# Sub 37!



## dgburns (Dec 17, 2015)

Just saw this put on my desk.How in heck is a guy supposed to work with that begging to be played with ??

btw-I get the whole moog low end thing now,boy a world of sound is in that thing..!

happy xmas everyone!


----------



## lumcas (Dec 17, 2015)

Happy procrastinating and congrats


----------



## SamiMatar (Dec 17, 2015)

Enjoy, its a lovely little monster.


----------



## pdub (Dec 17, 2015)

Congrats! It's a great piece.


----------



## dgburns (Dec 18, 2015)

gawd,left work far too late last night.

so my impressions are that this thing is an idea box.because of the simple layout,it seems to bring out ideas rather quickly,did not see that coming.very encouraging and must pursue further this angle of writing with mono lines and knob turning.

In case anyone out there is wondering,I was able to get a beta version of the upcoming plugin and have been playing with the editor and librarian features onscreen.All I can say at this point is that the plugin is amazing and a must have.The official release must not be far away.I could not see myself making patches without the ability to store them in the computer.And the randomize patch function is aways fun ....
all in all,my eyes have been opened.The sounds have a way of blending with other instruments in an uncanny way.pleasant surprise. (sorry if all this is ever so obvious to the moog initiates out there)


----------



## Baron Greuner (Dec 18, 2015)

It's a great piece of kit. May I also recommend Monark by NI.


----------



## dgburns (Dec 18, 2015)

Baron Greuner said:


> It's a great piece of kit. May I also recommend Monark by NI.



got it,like it but didn't get the same emotional reaction/response as I did with the sub37.Used the monark on a bunch or projects,but always found the bass did not command in the mix as this moog does.still trying to get my head around why,but happy it's doing what it's doing.

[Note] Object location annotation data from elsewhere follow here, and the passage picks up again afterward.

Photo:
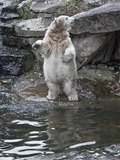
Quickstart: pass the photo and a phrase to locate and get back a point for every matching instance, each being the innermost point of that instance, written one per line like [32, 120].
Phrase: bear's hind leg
[53, 91]
[70, 90]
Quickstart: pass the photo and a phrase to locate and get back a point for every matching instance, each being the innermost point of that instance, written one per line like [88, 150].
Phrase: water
[58, 129]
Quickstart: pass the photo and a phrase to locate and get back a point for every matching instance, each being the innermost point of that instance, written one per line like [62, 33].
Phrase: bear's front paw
[37, 44]
[67, 57]
[73, 98]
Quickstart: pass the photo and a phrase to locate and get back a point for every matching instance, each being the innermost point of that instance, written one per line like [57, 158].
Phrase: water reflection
[59, 129]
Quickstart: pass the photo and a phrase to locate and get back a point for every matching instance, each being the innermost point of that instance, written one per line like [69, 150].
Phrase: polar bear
[58, 51]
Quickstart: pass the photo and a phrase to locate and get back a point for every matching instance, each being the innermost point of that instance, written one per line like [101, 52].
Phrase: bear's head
[63, 22]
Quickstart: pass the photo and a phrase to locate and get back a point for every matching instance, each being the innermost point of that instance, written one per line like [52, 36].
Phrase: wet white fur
[59, 59]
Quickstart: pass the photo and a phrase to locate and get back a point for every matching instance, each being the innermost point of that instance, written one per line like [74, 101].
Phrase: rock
[89, 4]
[99, 20]
[15, 62]
[42, 7]
[31, 28]
[9, 16]
[117, 47]
[94, 48]
[86, 46]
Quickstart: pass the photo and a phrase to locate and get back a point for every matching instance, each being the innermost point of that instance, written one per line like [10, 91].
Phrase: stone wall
[95, 33]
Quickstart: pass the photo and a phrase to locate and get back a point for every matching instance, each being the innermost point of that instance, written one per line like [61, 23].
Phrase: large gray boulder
[99, 20]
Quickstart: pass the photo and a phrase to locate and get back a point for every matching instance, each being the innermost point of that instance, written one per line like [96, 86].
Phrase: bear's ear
[56, 20]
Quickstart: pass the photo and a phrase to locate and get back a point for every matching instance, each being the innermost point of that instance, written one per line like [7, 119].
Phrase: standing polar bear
[59, 55]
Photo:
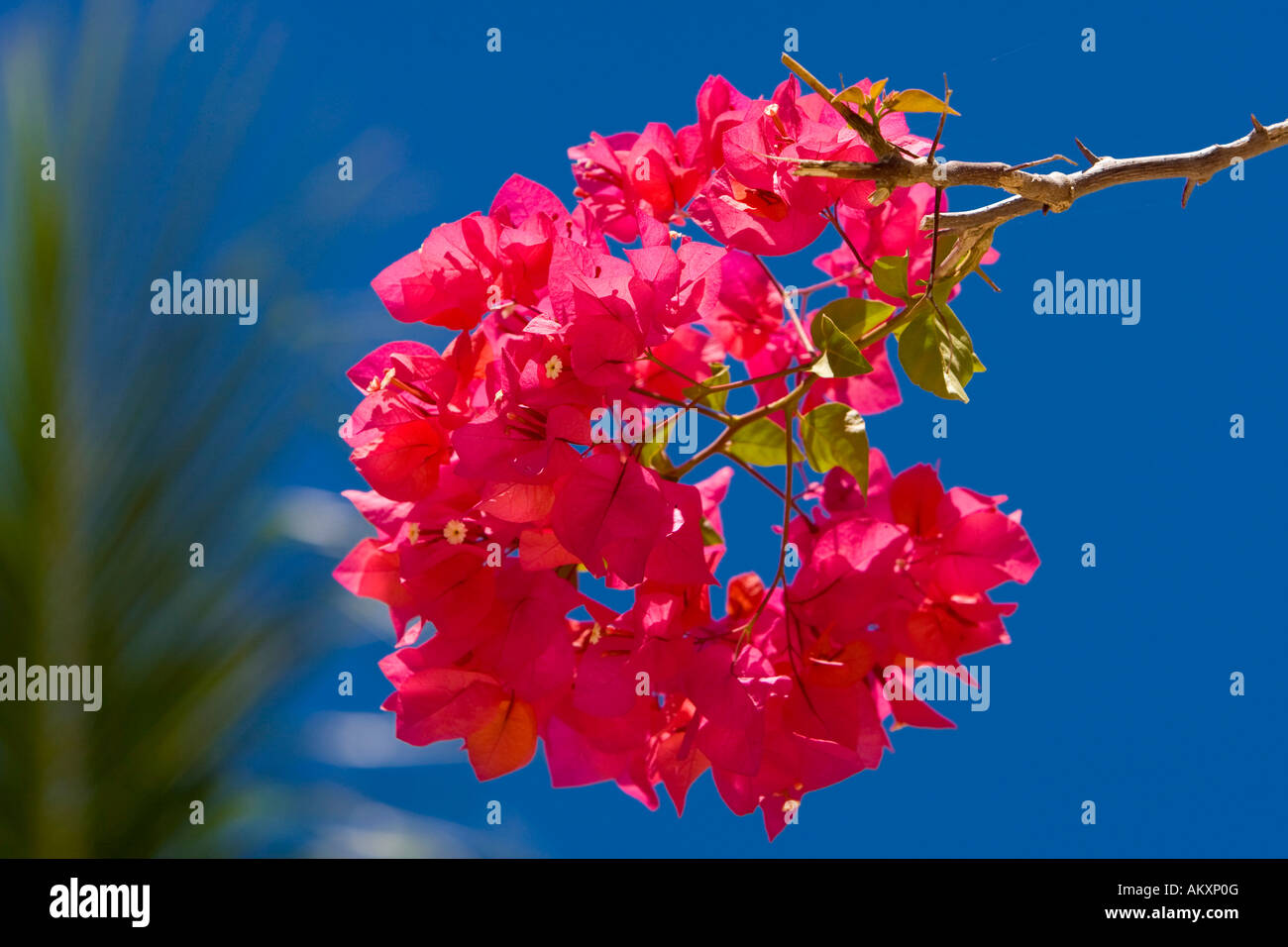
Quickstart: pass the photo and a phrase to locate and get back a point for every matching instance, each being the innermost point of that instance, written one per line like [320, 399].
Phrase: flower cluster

Also got a rise out of the Pro2 from Dave Smith,but have yet to pull the trigger on that one.Sounds a little more "plastic" somehow,or modern might be a better word.Deeply powerful but I think it complexity works against me in some ways.

Something about the moog being real makes me appreciate the sound.It might be placebo effect but something tells me no.I'm curious to explore using it to mimc other instruments like brass woods and what not,it blends in behind things in a peculiar way.


----------



## Baron Greuner (Dec 18, 2015)

The emotional reaction bit I can totally dig. The theory I have always had with that is the keyboard belongs to the synthesizer and visa versa. It's as one as opposed to somehow being divorced from each other as with virtual instruments and extraneous shitty keyboards.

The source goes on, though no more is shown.